Fahri Kayahan’ın İsmet Paşa’yla ilişkileri hep sıcak bir zeminde gerçekleşmiştir. Askeri ve bürokrat çevreyle ilişkileri ise sürekli devam etmiştir. Bununla birlikte o dönemdeki (1940-60) kırsal kesimin müzik anlayışının farklı bir tarzla şehir ortamında Fahri Kayahan’la taş plaklara aktarıldığını görüyoruz.

Malatyalı Fahri’nin yukarıda aktardığımız üst düzeydeki (bilhassa yönetimdeki) kişilerle olan ilişkilerinin yanında, özellikle hemşehrisi ve arkadaşlarıyla olan ilişkileri özel hayâtının en yoğun ve duygulu kısmını oluşturur.
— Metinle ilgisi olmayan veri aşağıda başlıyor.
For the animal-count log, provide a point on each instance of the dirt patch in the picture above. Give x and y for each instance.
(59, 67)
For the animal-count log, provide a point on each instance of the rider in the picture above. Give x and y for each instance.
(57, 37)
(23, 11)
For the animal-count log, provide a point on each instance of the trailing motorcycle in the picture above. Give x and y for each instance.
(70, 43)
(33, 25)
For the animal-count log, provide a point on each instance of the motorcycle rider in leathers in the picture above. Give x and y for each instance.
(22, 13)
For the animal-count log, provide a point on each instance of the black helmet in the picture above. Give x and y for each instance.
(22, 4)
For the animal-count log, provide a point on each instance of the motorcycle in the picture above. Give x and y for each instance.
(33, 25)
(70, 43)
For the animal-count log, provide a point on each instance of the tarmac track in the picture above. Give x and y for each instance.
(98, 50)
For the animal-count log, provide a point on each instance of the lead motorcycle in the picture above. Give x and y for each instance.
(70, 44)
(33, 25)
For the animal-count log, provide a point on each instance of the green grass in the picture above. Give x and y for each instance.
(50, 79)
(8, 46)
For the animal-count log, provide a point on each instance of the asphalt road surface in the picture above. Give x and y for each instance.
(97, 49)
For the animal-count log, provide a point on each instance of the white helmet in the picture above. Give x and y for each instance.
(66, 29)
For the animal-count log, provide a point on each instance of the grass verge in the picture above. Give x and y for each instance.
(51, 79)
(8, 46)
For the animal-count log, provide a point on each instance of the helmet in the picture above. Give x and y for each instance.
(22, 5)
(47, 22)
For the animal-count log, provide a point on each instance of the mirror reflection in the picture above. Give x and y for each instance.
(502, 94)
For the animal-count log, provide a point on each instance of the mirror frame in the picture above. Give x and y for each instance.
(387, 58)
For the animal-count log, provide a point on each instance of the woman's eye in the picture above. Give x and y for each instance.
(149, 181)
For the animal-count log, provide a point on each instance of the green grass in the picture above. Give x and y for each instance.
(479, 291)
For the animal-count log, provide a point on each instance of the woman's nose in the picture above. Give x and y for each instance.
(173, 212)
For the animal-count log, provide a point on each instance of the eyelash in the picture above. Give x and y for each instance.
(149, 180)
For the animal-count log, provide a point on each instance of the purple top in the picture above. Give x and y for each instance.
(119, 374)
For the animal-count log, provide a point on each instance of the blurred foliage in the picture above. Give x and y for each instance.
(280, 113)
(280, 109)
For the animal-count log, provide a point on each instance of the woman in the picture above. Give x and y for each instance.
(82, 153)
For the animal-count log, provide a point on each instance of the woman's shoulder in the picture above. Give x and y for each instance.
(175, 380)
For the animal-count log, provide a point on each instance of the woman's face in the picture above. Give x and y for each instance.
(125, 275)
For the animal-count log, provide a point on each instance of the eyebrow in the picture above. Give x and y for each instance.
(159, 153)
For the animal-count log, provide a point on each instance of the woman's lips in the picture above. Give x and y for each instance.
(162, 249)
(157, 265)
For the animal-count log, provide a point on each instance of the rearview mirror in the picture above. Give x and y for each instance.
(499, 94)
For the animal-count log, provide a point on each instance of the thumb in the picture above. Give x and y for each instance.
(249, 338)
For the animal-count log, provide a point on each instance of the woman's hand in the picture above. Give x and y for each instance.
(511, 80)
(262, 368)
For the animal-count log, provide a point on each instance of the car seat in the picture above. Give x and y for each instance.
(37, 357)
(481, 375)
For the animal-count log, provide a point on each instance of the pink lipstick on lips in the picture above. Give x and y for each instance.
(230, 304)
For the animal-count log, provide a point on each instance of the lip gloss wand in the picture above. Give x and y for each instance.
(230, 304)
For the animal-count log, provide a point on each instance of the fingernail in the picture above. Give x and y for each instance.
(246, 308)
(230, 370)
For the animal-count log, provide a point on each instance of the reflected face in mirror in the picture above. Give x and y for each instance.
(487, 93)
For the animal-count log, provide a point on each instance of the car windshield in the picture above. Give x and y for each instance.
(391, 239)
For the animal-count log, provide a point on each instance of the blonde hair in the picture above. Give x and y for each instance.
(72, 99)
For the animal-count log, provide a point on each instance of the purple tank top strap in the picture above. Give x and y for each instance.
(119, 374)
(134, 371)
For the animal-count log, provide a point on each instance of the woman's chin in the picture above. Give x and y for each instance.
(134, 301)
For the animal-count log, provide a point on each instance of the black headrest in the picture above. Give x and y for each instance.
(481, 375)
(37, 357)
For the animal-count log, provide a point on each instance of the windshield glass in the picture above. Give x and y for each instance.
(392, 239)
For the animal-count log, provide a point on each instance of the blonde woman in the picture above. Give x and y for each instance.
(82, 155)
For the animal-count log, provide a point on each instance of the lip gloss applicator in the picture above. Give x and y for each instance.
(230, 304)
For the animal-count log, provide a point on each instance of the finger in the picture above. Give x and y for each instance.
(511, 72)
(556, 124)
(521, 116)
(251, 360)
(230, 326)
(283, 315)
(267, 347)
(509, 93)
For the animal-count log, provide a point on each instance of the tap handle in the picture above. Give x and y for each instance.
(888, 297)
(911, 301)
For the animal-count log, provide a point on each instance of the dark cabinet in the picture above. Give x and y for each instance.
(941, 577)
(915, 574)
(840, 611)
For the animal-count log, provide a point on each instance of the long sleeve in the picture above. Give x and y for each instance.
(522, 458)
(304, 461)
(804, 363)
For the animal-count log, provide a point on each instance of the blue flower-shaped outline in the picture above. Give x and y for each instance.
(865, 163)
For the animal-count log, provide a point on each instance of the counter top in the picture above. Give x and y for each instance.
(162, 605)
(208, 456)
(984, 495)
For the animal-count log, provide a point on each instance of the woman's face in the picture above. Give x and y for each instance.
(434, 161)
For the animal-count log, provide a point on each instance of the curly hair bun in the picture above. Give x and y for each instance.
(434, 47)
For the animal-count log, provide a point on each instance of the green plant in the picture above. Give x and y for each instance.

Ahmet Fırat, Mehmet Kığılı, Asım Kurdal, Mahmut Hoşhanlı, Nazım Uzun Hekimoğlu, Şefik Kayahan, Ziya Soylu, Enver Bengü, Mustafa Kılıçaslan, Fâruk Diyarbakırlı, Çakır Ahmet ve Beşiktaşlı Arap Zeki en yakın dostlarıdır.

Dost meclislerindeki Fahri Kayahan sakin, duygulu, samimi kişiliğiyle tanınmıştır. İçki ve sigara kullanmayışı onun hiçbir zaman “aşırı” davranışlarda bulunmamasının sebebi olarak gösterilir. Ancak bu fazlasıyla hassas mizacı kendisine her zaman ağır faturalar çıkarmıştır. Bilhassa hayâtının son döneminde yaşadığı talihsiz olay karşısında dayanma gücünü yitirmiştir.

1969 yılının ilk yarısıdır. Kayahan o sıralar Galatasaray Kalyoncu Kulluk’ta Ömer İnönü’ye ait bir evde oturmaktadır. Bir gece akrabalarından Avni Kurtbilek’in evine misafir olarak gitmiştir. Gece yarısı eve döndüğünde evinin soyulduğunu görür. Bütün plakları, elbiseleri, kıymetli özel eşyaları, evinde ne varsa götürülmüştür. Olay karşısında şok geçiren Kayahan hastaneye kaldırılır.

Çilelerle ve sıkıntılarla dolu bir yaşamın ardından yaşanan bu olay karşısında vücudu ve gönlü dirençsiz kalmıştır. Yaklâşık bir ay hastanede yatar. Doktorların olağanüstü çabalarına rağmen kurtarılamayarak 22 Nisan 1969 Salı günü yaşama vedâ eder. Zincirlikuyu Mezarlığı’nda defnedilmiştir.


Sene 1937

Atatürk Dolmabahçe Sarayı’nın denize bakan balkonunda sabah kahvesini içiyor. Hava ılık, deniz buruşuksuz. Bu bahar sabahında boşluktaymış gibi hafif ve ferah hissediyor insan kendini. Yağız bir kayıkçı, kürekleri aheste aheste çekerek sarayın önünden geliyor. Bu bahar havası, içindeki aşk ve hasret hislerini kımıldatmış. Yanık yanık, hazin hazin bir şarkı okuyor:

Sarı kurdelem sarı
Dağlara saldım yari
Dağlar kurbanın olam
Tez gönder nazlı yari
Yandım hey vallah yandım esmerim
Ben esmeri badem ile fıstık ile beslerim

Kayıkçının gür sesi sarayın pencerelerine doğru perde perde, dalga dalga yayılıyor. Ve Atatürk bu melankolik melodinin tesirinden dakikalarca kurtulamıyor. O gece Safiye Ayla‘ya; Bu sabah diyor, balkonda kahve içerken bir sandalcının “Sarı kurdelem” diye tutturduğu şarkıyı dinledim, melodi çok hoşuma gitti. Ve bu şarkıyı o gece üç defa tekrar ettikten sonra Selahattin Pınar‘a soruyor:

– Bu şarkının bestekârı kimdir?
– Fahri adında bir genç paşam.
– O halde bestekârından da dinleyelim bu şarkıyı.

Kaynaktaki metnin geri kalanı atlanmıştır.